Chapter 1. Idéologies of National Identity in the Third Republic. (An introductory study of nationalist ideologies and their impact on culture during the late 19th and early 20th centuries)

Chapter 2. Contending Traditions. Approaching the Past in Republican France. (Background discussion of debates around tradition c. 1900 and their impact on discussions of the history of French art & its contemporary character)

Chapter 3. Making French Art. Defining a National Culture before 1914. (Introduction to debates during the period to define a characteristically national culture, particularly from a Republican perspective)

Part 2. Religion

Chapter 4. Representing Spirituality. Tradition, Beauty and Faith in the Catholic Revival. (Exploration of the impact of the Catholic revival on French art, particularly in relation to the influence of renewed interest in Neo-Thomism and its aesthetic implications).

Chapter 5. Catholic Tastes. Religiosity, Aesthetics and Tradition in the Art of Maurice Denis. (Explores the impact of Catholicism on Denis's career as a painter, critic and theorist, focusing on its interplay with his royalist sympathies and his understanding of art's history as an apologetic form)

Part 3. Royalism

Chapter 6. Action française : the Experience of Centuries. (A comprehensive analysis of royalist interventions in the arts in terms of art-critical writing, aesthetics, and art-historical research by figures such as Charles Maurras, Louis Dimier and Pierre du Colombier).

Chapter 7. Joachim Gasquet : the Politics of Lyricism. (Revisits the career of a figure best known for his controversial 1921 publication on Cézanne. For the first time, the totality of Gasquet's artistic writing (much of it unpublished) is discussed.
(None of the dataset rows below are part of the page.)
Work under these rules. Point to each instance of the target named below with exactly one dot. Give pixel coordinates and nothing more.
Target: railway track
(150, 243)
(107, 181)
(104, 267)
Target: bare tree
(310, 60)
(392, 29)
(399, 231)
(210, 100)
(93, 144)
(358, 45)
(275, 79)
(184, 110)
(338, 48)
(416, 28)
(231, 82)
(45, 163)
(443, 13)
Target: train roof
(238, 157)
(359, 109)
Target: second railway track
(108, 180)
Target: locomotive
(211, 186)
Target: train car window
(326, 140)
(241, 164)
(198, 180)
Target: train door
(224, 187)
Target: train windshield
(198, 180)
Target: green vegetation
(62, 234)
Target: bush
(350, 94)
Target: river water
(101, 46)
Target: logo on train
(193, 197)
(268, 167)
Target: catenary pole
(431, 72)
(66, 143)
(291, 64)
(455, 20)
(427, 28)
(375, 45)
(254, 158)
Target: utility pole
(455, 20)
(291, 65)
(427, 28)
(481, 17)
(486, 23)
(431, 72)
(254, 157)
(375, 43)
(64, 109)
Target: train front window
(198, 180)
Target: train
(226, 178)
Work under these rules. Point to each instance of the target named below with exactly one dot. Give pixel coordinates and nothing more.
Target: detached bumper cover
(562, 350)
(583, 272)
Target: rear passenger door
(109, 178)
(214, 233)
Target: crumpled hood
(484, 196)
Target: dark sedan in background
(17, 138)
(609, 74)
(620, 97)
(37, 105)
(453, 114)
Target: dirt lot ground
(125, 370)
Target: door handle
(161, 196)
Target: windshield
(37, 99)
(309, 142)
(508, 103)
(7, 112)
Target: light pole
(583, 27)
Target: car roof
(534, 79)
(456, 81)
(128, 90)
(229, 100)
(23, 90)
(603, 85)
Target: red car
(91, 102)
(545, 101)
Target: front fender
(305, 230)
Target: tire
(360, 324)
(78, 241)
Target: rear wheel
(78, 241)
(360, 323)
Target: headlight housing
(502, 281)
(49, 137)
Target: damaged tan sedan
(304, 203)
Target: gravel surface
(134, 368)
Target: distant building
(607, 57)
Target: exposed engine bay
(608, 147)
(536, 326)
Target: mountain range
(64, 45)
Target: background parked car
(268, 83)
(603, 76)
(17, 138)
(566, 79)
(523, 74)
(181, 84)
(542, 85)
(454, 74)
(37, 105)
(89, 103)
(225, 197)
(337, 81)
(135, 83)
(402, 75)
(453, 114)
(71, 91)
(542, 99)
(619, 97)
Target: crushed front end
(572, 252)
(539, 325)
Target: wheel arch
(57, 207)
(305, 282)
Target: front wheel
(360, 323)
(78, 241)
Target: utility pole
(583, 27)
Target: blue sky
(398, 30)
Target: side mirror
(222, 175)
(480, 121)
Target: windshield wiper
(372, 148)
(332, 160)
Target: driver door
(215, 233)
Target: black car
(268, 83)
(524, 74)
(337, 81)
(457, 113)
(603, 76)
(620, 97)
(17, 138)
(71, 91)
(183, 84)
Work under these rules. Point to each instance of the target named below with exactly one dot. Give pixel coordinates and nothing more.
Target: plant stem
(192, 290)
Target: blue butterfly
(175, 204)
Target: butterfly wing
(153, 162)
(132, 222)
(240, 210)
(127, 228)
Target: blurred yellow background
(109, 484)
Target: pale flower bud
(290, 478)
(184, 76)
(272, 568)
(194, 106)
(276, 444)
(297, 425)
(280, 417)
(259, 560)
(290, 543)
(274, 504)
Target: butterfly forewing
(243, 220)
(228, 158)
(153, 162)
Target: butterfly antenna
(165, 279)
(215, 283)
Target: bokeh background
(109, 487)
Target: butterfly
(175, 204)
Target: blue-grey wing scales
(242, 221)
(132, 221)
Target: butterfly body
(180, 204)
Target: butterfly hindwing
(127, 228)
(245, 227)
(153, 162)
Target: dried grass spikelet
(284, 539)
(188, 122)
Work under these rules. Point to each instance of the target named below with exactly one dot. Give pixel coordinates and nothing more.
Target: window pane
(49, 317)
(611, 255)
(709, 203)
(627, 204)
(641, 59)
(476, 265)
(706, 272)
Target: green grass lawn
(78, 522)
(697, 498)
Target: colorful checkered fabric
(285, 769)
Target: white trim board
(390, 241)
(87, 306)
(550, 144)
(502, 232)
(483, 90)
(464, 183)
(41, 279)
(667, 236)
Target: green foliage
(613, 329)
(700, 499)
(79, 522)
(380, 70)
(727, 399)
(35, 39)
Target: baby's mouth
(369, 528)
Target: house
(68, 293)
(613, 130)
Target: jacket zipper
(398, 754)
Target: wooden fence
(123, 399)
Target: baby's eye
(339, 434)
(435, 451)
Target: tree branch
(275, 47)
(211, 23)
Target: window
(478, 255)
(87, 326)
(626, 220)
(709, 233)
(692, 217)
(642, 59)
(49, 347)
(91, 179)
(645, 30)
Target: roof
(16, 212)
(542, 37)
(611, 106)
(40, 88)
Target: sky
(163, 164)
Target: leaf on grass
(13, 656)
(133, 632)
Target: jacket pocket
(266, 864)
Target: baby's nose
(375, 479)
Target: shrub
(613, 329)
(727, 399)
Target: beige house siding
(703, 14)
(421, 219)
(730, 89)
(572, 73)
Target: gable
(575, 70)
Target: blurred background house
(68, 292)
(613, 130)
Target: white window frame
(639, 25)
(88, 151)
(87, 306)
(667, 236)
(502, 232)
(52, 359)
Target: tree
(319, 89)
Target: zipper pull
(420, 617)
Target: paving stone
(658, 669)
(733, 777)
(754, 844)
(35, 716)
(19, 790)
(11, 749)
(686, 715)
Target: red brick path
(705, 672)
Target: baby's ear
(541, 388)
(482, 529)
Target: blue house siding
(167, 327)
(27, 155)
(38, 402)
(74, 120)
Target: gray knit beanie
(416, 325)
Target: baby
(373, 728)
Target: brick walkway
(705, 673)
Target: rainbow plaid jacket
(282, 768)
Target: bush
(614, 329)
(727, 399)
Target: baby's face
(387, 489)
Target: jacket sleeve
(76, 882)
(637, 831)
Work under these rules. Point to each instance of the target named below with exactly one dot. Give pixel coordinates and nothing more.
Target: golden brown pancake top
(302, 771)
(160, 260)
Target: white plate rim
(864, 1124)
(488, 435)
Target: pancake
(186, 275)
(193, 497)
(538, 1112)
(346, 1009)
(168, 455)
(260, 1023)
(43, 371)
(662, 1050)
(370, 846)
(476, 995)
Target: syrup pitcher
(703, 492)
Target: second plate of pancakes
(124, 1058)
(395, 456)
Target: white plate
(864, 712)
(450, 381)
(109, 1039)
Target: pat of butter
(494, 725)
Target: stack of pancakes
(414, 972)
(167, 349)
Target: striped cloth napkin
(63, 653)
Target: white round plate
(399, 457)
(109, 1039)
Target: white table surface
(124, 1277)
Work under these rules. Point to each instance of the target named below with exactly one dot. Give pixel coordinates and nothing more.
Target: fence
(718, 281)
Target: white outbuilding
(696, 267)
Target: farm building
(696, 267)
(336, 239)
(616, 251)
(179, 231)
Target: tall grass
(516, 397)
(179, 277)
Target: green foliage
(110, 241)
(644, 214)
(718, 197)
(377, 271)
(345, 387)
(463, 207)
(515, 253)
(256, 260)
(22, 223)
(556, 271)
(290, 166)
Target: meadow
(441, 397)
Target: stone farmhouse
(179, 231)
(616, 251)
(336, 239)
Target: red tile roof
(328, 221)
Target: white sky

The emerging picture contributes to a redefinition of contemporary notions of classicism and of Cézanne's reputation as a classical artist - both themes that re-emerge as motifs elsewhere in the book).

Part 4. Renaissances

Chapter 8. Modernizing tradition: Towards a new French Renaissance. (For the first time, a broad spectrum of cultural commentary, united by a shared nationalist commitment to French rebirth, is brought together in ways that reframe some central debates in pre-war art criticism and bring to the fore artists generally overlooked in retrospective surveys of the period. The chapter revisits debates around the aesthetic impact of 'celtic nationalism' and argues against previous suggestions that this position aligns with progressive poiltics. The chapter also looks at Latinist modernism and its place in the avant-garde publication 'Montjoie!').

Chapitre 9. Émile Bernard : the Dogma of tradition. (Bernard was a prolific artist and theorist whose contribution to French art is typically considered only in relation to his early career around Paul Gauguin and the School of Pont-Aven in the late 1880s and early 90s. This chapter looks at Bernard's rejection of the artistic vanguard and his ostentatious championing of tradition, rooted in the High Renaissance, both in his pictorial output after 1900 and in his enormous body of published and unpublished writing. Bernard's eulogies of Tintoretto and Michelangelo in particular stand in contrast to his growing disdain for modern art, epitomized by his growing disenchantment with Cézanne. The chapter demonstrates how Bernard's artistic retrenchment forms part of a more broadly elitist disparagement of democratic republicanism.)